The Alberta government’s wetland policy announced today will exempt all approved and near-term foreseeable oilsands projects from wetland offsets or restoration. For prairie wetlands, the policy drops the current clear no-net-loss policy goal and exposes even the highest value unprotected wetlands to destruction. This policy will promote ongoing loss of wetlands that purify water, reduce flood and drought severity, and provide crucial wildlife habitat. Alberta Wilderness Association (AWA) calls on the Alberta government to strengthen the announced wetlands policy to better safeguard our water security and environment.

“Despite Albertans’ strong support for a no-net-loss wetland policy, the announced policy caves in to unsustainable oilsands industry practices and is appalling news for Alberta’s boreal forest,” says Carolyn Campbell, AWA conservation specialist. “Instead, a clear compensation policy should at least offset wetlands losses as they occur, in line with many other jurisdictions. As with the tailings ponds directives, existing projects should be brought into wetlands compliance at the 10 year license renewal stage.”

Tar sands projects now stretch 100 kilometers on both sides of the Athabasca River, where several of North America’s major migratory bird routes converge.
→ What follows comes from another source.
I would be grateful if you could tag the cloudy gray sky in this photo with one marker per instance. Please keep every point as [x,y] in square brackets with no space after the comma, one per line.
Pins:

The announced policy allows all current and near-term foreseeable oilsands projects to destroy the peat wetlands covering half the landscape, without current offsets, for a promise decades later to plant trees and small salt marshes that lack the water filtering and retention, carbon storage and habitat values of the destroyed wetlands.  The announced policy also waives current offsets for significant decades-long “temporary” loss of wetland functions from seismic, forestry, peat mining, and new oil, gas, and in situ oilsands projects; it will only require compensation for ‘permanent’ losses such as permanent roads. “Given development pressures and the warming effects of climate change in Alberta’s north, the absence of offsets for most wetland impacts is irresponsible management of Alberta’s large boreal region,” said Campbell.
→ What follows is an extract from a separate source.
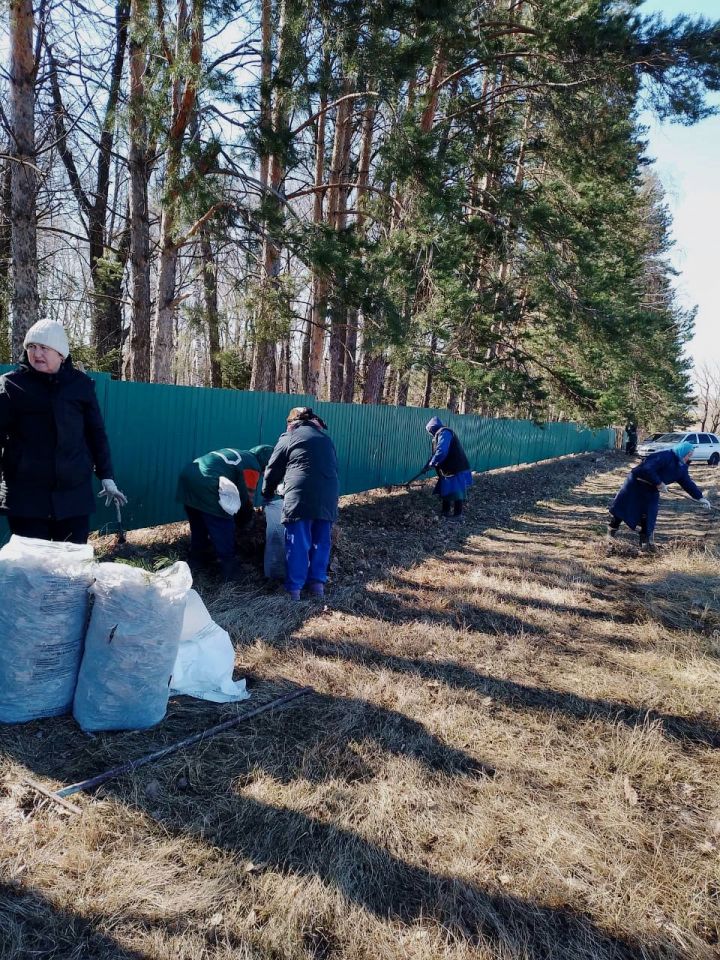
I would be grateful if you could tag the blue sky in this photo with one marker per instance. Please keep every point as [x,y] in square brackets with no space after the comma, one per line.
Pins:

For the prairies and parklands where most Albertans live, the announced policy drops the existing no-net-loss goal. It replaces a clear area-based system with a complex value-based rating system, and requires compensation for permanent but not temporary losses, each of which may be highly contested. It offers no mechanism to place Alberta’s highest value unprotected wetlands off limits to development, instead setting a higher replacement ratio unlikely to result in avoidance in metropolitan or resource development areas. “The announced policy suggests that ongoing wetland losses in central and southern Alberta will continue,” said Campbell. “Because of wetlands’ high values for flood and drought reduction, groundwater recharge, water purification and wildlife, the Alberta government instead should set clear goals to halt ongoing loss across Alberta and require offsets for impacts lasting more than a year.”